There are three main conclusions that can be drawn from this revisiting of the temple issue. First, it is clear that the linguistic evidence supports the side of the debate that sees the temple scene as historical, as typified by Dr. Bryant Wood. Scholars such as J.L. McKenzie, who reject any historical components in the Samson narratives, tend to follow the line of thought that presumes that the Samson narratives originated as a profane folk tale. Furthermore, the religious elements in the narratives are seen as additions or insertions that were placed in the account in order to make Samson more acceptable to Yahwism. Archaeological discoveries, such as those at Tell Qasile, are beginning to call such sweeping presuppositions into question.

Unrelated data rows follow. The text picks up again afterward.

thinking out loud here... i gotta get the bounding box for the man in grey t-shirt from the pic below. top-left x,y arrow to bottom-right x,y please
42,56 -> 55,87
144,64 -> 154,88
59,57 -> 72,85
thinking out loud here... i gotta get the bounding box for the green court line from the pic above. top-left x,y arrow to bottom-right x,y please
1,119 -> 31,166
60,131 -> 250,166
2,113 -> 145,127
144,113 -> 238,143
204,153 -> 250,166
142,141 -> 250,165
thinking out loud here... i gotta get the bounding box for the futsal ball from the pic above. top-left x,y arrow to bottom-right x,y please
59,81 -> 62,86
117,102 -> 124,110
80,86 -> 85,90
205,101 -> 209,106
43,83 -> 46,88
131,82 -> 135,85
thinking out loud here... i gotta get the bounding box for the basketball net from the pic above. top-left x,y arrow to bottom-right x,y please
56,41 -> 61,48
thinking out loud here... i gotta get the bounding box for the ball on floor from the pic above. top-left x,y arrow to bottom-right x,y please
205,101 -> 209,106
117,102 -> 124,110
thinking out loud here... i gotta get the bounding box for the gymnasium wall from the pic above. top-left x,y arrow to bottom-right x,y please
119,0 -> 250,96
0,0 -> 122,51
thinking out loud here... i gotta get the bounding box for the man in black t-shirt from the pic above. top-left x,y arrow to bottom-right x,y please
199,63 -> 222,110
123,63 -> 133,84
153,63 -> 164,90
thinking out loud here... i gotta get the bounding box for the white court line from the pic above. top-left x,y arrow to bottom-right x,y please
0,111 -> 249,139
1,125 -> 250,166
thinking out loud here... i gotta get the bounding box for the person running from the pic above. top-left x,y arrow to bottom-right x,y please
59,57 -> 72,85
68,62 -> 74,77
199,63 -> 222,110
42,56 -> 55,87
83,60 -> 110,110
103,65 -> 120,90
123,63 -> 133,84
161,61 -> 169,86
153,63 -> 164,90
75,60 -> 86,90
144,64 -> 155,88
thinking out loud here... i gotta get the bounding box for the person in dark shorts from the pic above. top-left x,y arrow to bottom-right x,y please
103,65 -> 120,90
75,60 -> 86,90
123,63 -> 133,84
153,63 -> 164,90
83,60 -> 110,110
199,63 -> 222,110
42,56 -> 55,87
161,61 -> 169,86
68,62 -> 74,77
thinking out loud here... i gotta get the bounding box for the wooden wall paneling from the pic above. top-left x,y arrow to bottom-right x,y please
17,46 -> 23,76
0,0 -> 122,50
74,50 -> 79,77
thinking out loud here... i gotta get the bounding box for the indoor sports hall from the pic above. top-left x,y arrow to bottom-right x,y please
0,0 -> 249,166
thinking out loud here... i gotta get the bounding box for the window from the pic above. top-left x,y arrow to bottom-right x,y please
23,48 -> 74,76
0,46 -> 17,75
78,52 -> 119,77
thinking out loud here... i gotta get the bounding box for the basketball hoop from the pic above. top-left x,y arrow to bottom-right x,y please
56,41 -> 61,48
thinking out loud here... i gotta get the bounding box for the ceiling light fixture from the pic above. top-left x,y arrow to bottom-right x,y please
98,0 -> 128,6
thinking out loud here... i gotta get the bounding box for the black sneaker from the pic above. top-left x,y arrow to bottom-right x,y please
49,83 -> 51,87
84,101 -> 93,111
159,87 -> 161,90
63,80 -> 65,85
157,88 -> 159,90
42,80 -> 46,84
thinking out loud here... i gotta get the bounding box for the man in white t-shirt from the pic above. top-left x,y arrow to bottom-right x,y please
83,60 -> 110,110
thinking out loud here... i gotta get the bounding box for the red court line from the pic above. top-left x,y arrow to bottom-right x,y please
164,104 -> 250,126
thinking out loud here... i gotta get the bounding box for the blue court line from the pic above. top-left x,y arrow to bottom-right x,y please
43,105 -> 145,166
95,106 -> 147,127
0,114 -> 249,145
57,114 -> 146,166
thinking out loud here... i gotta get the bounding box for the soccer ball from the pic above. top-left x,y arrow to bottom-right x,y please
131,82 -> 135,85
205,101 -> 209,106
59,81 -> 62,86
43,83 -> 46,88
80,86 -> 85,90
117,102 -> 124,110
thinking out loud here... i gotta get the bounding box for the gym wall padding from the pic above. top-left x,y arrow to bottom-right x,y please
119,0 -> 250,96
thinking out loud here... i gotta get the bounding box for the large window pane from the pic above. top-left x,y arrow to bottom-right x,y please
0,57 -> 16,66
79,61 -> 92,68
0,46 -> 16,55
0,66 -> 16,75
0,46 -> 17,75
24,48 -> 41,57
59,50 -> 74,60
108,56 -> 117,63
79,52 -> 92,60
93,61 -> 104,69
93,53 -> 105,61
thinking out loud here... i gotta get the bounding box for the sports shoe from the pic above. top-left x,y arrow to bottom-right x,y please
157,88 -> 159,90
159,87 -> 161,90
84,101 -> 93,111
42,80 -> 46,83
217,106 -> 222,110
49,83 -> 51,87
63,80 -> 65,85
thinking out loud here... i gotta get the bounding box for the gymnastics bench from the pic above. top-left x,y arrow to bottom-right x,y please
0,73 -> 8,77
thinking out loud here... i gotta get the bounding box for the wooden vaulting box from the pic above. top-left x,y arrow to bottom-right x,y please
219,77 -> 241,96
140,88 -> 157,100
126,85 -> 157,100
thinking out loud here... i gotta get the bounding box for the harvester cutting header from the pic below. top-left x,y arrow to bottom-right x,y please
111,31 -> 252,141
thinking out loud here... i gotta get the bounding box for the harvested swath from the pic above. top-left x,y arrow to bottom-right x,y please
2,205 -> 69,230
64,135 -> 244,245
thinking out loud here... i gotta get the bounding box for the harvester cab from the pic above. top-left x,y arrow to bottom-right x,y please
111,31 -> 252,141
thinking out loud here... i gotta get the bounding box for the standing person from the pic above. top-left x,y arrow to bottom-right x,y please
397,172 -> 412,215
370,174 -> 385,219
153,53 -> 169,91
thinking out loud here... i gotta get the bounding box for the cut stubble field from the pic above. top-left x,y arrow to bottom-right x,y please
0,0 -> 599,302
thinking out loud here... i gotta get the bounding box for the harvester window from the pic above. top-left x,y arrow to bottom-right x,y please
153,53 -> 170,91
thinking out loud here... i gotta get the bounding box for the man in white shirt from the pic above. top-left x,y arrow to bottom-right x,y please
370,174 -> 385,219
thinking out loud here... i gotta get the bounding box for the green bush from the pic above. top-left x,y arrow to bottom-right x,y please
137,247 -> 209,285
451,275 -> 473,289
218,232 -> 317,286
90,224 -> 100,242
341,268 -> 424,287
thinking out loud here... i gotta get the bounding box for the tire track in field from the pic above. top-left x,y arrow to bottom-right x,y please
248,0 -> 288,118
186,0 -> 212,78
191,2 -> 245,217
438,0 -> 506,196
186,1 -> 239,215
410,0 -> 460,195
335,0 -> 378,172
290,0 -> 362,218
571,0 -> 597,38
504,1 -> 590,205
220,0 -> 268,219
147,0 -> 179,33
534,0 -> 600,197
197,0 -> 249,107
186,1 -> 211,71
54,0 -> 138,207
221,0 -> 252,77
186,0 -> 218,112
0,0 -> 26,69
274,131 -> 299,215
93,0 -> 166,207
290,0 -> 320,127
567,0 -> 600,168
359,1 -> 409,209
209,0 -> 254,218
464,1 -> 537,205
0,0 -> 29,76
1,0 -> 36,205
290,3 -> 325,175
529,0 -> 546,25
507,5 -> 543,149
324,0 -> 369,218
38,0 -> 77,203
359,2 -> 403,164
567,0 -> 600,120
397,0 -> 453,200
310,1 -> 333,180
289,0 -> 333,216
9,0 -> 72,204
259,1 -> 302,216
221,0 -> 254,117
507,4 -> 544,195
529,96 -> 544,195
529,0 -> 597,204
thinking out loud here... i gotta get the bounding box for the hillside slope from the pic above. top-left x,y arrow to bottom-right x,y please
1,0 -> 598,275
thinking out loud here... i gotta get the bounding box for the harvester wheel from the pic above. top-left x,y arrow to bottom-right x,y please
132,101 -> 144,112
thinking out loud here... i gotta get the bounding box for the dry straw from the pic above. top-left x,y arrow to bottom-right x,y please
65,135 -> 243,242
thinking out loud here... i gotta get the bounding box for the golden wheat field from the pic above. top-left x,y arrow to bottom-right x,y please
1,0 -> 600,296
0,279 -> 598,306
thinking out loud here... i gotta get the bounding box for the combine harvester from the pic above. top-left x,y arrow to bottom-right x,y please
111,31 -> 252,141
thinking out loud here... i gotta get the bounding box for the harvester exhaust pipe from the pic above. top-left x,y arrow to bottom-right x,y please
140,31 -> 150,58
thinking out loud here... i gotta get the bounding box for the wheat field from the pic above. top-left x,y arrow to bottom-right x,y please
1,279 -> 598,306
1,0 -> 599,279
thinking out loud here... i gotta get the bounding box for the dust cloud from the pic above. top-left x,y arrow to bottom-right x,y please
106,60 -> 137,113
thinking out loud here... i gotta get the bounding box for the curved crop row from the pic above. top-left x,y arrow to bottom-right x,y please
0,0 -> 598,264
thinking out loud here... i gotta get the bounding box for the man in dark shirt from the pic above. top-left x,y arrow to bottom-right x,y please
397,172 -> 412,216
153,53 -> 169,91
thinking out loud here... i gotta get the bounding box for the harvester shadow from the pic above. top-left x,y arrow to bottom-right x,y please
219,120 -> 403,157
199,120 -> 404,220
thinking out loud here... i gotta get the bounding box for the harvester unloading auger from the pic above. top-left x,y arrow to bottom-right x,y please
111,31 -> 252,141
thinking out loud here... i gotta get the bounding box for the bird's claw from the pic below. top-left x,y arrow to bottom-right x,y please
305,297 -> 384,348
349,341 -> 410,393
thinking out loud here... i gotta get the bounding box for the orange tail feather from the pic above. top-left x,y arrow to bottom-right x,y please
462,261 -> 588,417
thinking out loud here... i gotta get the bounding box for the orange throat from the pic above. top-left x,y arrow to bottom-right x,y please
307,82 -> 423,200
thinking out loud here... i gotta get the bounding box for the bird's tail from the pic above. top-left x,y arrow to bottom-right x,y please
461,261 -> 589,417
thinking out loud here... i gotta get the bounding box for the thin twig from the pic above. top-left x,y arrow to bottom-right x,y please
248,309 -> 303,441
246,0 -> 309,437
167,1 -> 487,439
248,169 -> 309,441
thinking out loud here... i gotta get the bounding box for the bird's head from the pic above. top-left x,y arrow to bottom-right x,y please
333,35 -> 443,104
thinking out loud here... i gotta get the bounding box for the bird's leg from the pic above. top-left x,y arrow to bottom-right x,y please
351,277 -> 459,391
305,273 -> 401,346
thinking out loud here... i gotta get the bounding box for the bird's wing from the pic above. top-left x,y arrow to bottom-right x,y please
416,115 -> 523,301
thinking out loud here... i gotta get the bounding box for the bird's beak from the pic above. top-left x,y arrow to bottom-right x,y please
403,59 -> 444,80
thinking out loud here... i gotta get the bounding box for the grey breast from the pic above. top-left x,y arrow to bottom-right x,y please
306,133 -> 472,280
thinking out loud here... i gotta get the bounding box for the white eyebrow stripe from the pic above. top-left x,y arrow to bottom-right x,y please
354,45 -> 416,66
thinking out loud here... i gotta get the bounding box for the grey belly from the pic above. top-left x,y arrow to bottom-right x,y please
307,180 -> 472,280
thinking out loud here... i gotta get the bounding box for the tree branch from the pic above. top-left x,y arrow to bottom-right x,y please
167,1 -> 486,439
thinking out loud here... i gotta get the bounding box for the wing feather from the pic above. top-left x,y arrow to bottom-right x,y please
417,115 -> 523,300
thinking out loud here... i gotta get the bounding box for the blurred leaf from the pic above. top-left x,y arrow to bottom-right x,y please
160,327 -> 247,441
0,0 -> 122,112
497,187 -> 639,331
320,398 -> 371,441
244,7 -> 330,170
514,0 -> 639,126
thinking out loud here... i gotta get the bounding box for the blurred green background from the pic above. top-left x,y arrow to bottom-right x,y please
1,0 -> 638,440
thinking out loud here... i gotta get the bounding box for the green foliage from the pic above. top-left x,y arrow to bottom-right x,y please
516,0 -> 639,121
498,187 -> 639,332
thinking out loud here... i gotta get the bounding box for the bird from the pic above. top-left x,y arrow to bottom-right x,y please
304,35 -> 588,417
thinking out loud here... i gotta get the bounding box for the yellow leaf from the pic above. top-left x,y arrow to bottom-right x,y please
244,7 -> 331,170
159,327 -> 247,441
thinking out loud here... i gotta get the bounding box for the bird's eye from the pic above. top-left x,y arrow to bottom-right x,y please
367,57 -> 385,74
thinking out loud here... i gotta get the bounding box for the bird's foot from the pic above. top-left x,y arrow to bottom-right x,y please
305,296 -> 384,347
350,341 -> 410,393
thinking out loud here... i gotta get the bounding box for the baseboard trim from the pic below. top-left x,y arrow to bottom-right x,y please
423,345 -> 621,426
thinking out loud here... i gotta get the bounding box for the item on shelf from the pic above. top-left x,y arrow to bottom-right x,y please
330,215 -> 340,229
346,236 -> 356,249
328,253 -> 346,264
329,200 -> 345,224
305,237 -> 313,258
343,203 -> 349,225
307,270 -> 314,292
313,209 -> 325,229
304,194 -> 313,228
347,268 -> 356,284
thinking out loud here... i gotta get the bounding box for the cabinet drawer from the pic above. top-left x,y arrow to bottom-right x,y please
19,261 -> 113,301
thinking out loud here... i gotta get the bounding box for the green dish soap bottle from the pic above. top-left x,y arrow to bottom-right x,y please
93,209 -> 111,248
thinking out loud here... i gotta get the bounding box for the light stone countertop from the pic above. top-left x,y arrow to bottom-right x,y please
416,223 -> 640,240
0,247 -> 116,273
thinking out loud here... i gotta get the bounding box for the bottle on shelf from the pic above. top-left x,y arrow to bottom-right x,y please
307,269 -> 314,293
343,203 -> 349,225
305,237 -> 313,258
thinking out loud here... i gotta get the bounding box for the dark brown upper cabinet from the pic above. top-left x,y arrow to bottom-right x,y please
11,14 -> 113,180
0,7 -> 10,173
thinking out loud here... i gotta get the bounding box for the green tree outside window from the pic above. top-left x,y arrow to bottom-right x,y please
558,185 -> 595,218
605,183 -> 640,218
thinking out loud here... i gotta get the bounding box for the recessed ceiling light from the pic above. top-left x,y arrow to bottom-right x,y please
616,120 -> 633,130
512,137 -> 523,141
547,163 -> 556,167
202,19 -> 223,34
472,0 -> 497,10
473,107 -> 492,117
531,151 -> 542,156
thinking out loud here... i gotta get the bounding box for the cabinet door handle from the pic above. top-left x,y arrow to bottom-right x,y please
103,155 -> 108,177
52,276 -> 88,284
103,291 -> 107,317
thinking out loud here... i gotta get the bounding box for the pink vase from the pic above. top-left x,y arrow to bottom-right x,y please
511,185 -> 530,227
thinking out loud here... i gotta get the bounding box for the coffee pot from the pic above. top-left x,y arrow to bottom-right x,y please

Secondly, it seems very likely that the story of the destruction of the Gaza temple was originated by an actual eyewitness or a narrator who lived in close proximity with the events. The Hebrew terms that constitute the key actions (Samson BENT POWERFULLY AND THE TEMPLE FELL…) all contain connotations of violent power. Moreover, the actions that are described are completely consistent with the findings at Tell Qasile. According to the excavated findings, the wooden pillars were held in place by the weight of the temple. To dislodge and set the pillars in motion would demand an immense surge of power. The term denoting the collapsing of the temple complements this description, as it is used in reference to the result of a violent act that brings about damage, destruction, and death. Therefore, these should be seen as complementary terms that are validated by the archaeological findings at Tell Qasile.
Thirdly, the combination of the findings at Tell Qasile and the specific wording of the text describing Samson’s final act validates the historicity of the temple tradition, if not the entire set of Samson narratives. The destruction of the temple at Tell Qasile has been dated to the early tenth century BC. Such a dating is consistent with the rise and fall of Philistine power, as they had a period of ascendancy before the monarchy and were defeated by David in the late 11th century BC. After this defeat the Philistines were no longer a powerful force in this region. Only one who lived in the time of the Judges or the early monarchy could have been familiar with the structure of Philistine temples. Defining the period of Philistine power as the era from the settlement to the early monarchy (ca. 1200–1000 BC) also helps to define the time period in which Samson lived. Because this temple account seems to have been generated by an eyewitness to the event, Samson could not have been the creation of storytellers or later Biblical authors.2 Therefore, it suggests that McKenzie’s assessment was in error. The world in which Samson lived was real and so was his strength.